UNITY, Maine — When George Gavitt of Thorndike carefully chopped and measured ingredients in a recent cooking class, he was the lone man in a roomful of women.
But Gavitt, 63, didn’t mind being a little bit different. The Cooking Matters for Adults class he has been taking at the Unity Community Center is friendly, inclusive and full of good ideas about how the participants can learn to make healthy meals on a budget. And that’s important to him and the rest of the participants.
“I’m relatively new to cooking,” he said, adding that his wife, who had been the family chef, has some health concerns and can no longer easily do that task. “If I want to eat good, I have to cook.”
He’s clearly in the right place. The kitchen at the community center is bustling with activity and full of delicious smells, as students chop chicken, saute diced onions and prepare basil and cilantro. They’re making white bean basil chicken chili, a healthy, economical recipe that also tastes great, according to Beth Chamberlain, the nutrition educator who is teaching the course.
“We cook whole foods from scratch and take the time to eat together,” she said. “It’s to learn how to stretch your food dollars.”
In Maine, Cooking Matters has been providing low-income people at risk of hunger with hands-on cooking and nutrition classes led by volunteer professional chefs and nutritionists since 2010. The classes are free and full of practical tips, and at the end of each class students receive a bag of groceries and recipes to try at home. Cooking Matters is provided through the Good Shepherd Food Bank, and classes are offered in every county with the help of partner programs including the Maine Supplemental Nutrition Assistance Program, or SNAP-Ed. There have been more than 10,000 participants so far, according to Courtney Kennedy, the nutrition and education manager at Good Shepherd Food Bank.
“It’s really about teaching a man to fish, basically,” she said. “We’re giving people the food skills and information and knowledge to expand their food dollar. One of the things that blows me away is that myth that eating healthy is expensive. Cooking matters tries to break that down.”
She said the programs are offered in locations that have a high low-income population, or where at least 50 percent of the students in the school district qualify for free or reduced lunch.
“We don’t turn anybody away. We don’t ask people for income verification,” Kennedy said. “Really, anybody within a high-needs area can participate.”
Adults of any ages can participate in the classes, but in Unity most of the 13 people in the room appear to be in their 60s or older. Here, they learn about reading food labels, practice good knife skills and brainstorm ideas for eating smart when eating out. They discover ways to customize suggested recipes and strategies for shopping on a budget. And in addition to being educational and useful, the classes are often a lot of fun, Birmingham said.
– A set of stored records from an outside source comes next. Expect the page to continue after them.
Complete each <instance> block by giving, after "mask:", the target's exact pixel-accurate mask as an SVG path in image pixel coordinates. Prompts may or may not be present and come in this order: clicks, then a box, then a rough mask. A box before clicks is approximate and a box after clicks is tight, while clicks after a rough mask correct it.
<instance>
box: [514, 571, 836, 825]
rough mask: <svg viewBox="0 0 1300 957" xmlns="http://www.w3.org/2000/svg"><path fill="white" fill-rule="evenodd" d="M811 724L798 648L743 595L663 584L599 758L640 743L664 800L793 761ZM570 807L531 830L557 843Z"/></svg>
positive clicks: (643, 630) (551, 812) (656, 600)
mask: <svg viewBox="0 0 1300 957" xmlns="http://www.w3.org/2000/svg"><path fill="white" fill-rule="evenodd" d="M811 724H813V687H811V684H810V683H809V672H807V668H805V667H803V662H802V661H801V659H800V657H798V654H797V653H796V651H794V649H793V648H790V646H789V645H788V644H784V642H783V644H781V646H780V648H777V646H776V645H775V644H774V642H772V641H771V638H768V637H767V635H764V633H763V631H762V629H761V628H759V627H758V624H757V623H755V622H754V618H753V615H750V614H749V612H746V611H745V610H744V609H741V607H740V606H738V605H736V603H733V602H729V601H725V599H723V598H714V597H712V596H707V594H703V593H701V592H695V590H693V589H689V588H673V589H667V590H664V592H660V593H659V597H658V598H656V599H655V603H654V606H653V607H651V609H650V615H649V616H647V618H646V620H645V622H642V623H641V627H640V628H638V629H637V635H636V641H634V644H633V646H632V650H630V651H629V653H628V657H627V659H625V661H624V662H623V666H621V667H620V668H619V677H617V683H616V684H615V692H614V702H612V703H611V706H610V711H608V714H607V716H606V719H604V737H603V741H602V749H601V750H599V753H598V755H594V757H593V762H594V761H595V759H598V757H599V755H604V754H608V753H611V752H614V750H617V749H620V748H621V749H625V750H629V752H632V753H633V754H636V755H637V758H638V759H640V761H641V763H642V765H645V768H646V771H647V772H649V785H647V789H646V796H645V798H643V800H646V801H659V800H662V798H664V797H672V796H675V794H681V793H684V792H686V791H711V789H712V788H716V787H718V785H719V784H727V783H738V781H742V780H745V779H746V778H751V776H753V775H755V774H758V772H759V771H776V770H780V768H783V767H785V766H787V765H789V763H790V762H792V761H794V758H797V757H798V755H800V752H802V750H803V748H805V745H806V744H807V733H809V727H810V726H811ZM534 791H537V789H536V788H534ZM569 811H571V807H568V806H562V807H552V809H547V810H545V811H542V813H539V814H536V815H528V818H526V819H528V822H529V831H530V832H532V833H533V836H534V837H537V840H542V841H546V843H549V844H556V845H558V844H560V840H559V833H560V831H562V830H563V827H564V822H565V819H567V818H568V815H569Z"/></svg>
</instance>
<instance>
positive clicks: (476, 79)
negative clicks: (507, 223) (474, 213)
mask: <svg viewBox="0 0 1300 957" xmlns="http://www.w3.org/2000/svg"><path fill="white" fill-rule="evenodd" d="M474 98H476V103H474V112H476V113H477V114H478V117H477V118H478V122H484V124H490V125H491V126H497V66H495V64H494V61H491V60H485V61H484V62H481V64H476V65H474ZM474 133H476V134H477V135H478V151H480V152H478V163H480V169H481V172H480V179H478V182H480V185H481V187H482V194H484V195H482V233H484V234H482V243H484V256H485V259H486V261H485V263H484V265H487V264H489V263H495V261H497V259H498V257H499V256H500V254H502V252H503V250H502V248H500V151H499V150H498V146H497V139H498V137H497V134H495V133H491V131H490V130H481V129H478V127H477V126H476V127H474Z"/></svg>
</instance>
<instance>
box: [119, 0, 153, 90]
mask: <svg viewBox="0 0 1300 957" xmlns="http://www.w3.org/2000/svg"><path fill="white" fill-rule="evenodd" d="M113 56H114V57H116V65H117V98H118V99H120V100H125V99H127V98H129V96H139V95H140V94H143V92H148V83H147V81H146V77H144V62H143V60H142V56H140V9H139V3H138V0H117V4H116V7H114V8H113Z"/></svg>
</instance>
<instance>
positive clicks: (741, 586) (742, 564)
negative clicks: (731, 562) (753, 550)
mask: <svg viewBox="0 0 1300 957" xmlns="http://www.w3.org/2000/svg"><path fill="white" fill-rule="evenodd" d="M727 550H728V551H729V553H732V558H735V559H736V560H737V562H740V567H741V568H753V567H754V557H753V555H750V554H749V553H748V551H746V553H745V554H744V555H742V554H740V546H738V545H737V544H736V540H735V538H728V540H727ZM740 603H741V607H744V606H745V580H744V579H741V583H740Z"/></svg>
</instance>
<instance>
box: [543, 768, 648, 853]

“It’s fun to see them cook together, and laugh and joke,” she said. “The biggest thing about being an adult educator is that you learn from your participants. In this class, they’re amazing cooks. We’re teaching the basics of cooking, but I find I don’t always have to do that. They really have it down.”
As the chili simmered on the stove and a giant fruit salad came together for dessert, it was clear the students were enjoying themselves. Carolyn Wingate, 83, of Thorndike said she’s been learning a lot and laughing a lot, too.
“This has been a lot of fun. Everybody pitches in and everybody helps,” she said, adding that she would encourage older folks to sign up for the class if they can. “You’re never too old for anything.”
Last week, she and other participants learned to make turkey tacos, which were a big hit at home.
“My husband ate it,” Wingate said with a smile. “I didn’t think he would like it, but he did.”
Sandi Fernald, 61, of Unity said she has been loving all the new recipe ideas. Fernald, who proudly says she is on a weight loss journey and has lost 50 pounds over the last six months, is looking for new ideas.
Through Cooking Matters, she has sampled mangoes and the ugli fruit, an unusual-looking citrus fruit. She’s also learned about shopping the outside perimeter of the grocery store as a way to avoid the processed foods that are generally located in the center aisles.
“I came to this class for motivation and new food ideas,” she said. “Motivation for a healthier lifestyle and trying new fruits and vegetables.”
Betty Curtis, 68, of Unity said her reason for joining the class was straightforward.
“I cook kind of plain, every day— meat, potato and vegetables — because that’s how my husband likes to eat. I like to eat a lot of this stuff,” she said, gesturing at the recipe book. “But I don’t know how to make it.”